De rechtbank acht minder feiten bewezen dan door de officier van justitie gevorderd en komt tot oplegging van een taakstraf en een deels voorwaardelijke en deels onvoorwaardelijke gevangenisstraf van nagenoemde duur. De hierna te noemen strafoplegging is in overeenstemming met de ernst van het bewezen geachte, de omstandigheden waaronder dit is begaan en de persoon en de draagkracht van verdachte, zoals van een en ander ter terechtzitting is gebleken.
De rechtbank heeft bij de keuze tot het opleggen van een vrijheidsbenemende straf en bij de vaststelling van de duur daarvan in het bijzonder het volgende laten meewegen.

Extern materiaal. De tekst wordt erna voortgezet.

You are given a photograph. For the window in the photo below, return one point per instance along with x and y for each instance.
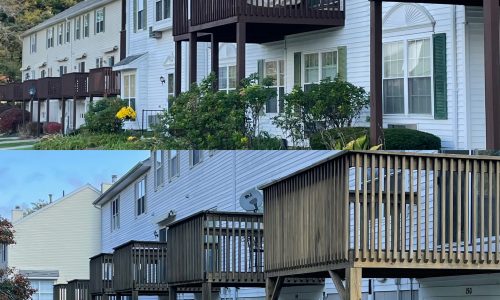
(158, 157)
(81, 67)
(141, 22)
(320, 66)
(275, 70)
(99, 21)
(140, 196)
(78, 28)
(86, 25)
(60, 34)
(173, 164)
(129, 89)
(227, 78)
(115, 214)
(50, 38)
(196, 157)
(33, 43)
(408, 77)
(68, 32)
(163, 9)
(63, 70)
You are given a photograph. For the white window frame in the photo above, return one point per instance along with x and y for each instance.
(405, 40)
(172, 174)
(140, 191)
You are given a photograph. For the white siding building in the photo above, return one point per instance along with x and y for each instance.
(53, 245)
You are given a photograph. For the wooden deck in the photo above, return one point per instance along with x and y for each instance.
(78, 290)
(101, 275)
(387, 214)
(60, 292)
(140, 268)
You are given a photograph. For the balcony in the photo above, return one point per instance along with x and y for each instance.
(140, 267)
(387, 214)
(267, 20)
(222, 249)
(101, 275)
(75, 85)
(60, 292)
(78, 290)
(104, 82)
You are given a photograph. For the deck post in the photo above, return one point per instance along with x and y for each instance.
(178, 68)
(273, 287)
(172, 293)
(215, 61)
(241, 39)
(193, 57)
(376, 118)
(206, 291)
(353, 283)
(492, 71)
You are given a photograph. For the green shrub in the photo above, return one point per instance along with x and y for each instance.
(394, 138)
(101, 117)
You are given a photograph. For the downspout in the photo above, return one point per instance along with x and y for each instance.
(455, 73)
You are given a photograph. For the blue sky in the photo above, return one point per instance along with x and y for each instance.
(27, 176)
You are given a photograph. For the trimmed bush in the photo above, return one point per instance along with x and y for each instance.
(52, 128)
(394, 138)
(11, 119)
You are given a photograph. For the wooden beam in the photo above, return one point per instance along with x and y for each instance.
(337, 281)
(241, 39)
(492, 72)
(353, 283)
(376, 117)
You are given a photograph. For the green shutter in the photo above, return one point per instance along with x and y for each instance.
(342, 57)
(440, 77)
(135, 15)
(260, 70)
(297, 69)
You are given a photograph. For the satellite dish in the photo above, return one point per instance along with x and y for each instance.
(252, 200)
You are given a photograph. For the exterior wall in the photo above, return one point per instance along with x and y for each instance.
(59, 237)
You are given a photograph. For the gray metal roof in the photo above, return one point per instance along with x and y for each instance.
(69, 13)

Verdachte heeft samen met anderen een straatroof gepleegd. Samen met zijn mededaders heeft hij een groepje van vier Franse toeristen klem gezet in een trapportaal. Bij twee van de toeristen is vervolgens een mes op hun keel gezet en ten slotte zijn de toeristen beroofd van onder meer hun geld en telefoons. Door aldus te handelen heeft verdachte een inbreuk gemaakt op het eigendomsrecht van de slachtoffers alsmede hun lichamelijk integriteit. Het is een feit van algemene bekendheid dat slachtoffers van dergelijke delicten daarvan doorgaans langdurig psychisch nadelige gevolgen ondervinden. Dat blijkt in deze zaak onder meer uit de voegingsformulieren van de benadeelde partijen. [naam slachtoffer 3] verklaart daarin dat hij sindsdien zeer angstig is als hij groepjes jongeren tegenkomt, vooral ’s nachts en in gesloten ruimtes. Het misdrijf houdt hem – meer dan een half jaar na het feit – nog steeds erg bezig en hij ziet er tegenop om met vakantie te gaan. [naam slachtoffer 4] verklaart dat hij sindsdien op straat gespannen en op zijn hoede is. Sinds het misdrijf is hij één keer terug geweest in Amsterdam en toen merkte hij dat hij liever zijn kamer niet uitging. [naam slachtoffer 2] is sinds het misdrijf bang voor groepjes die hem aan de verdachten herinneren. Hij kijkt altijd over zijn schouder. [naam slachtoffer 1] tenslotte is eveneens – meer dan een half jaar na het incident – nog steeds overstuur en durft zelfs overdag niet meer alleen over straat, alleen met een grote groep mensen.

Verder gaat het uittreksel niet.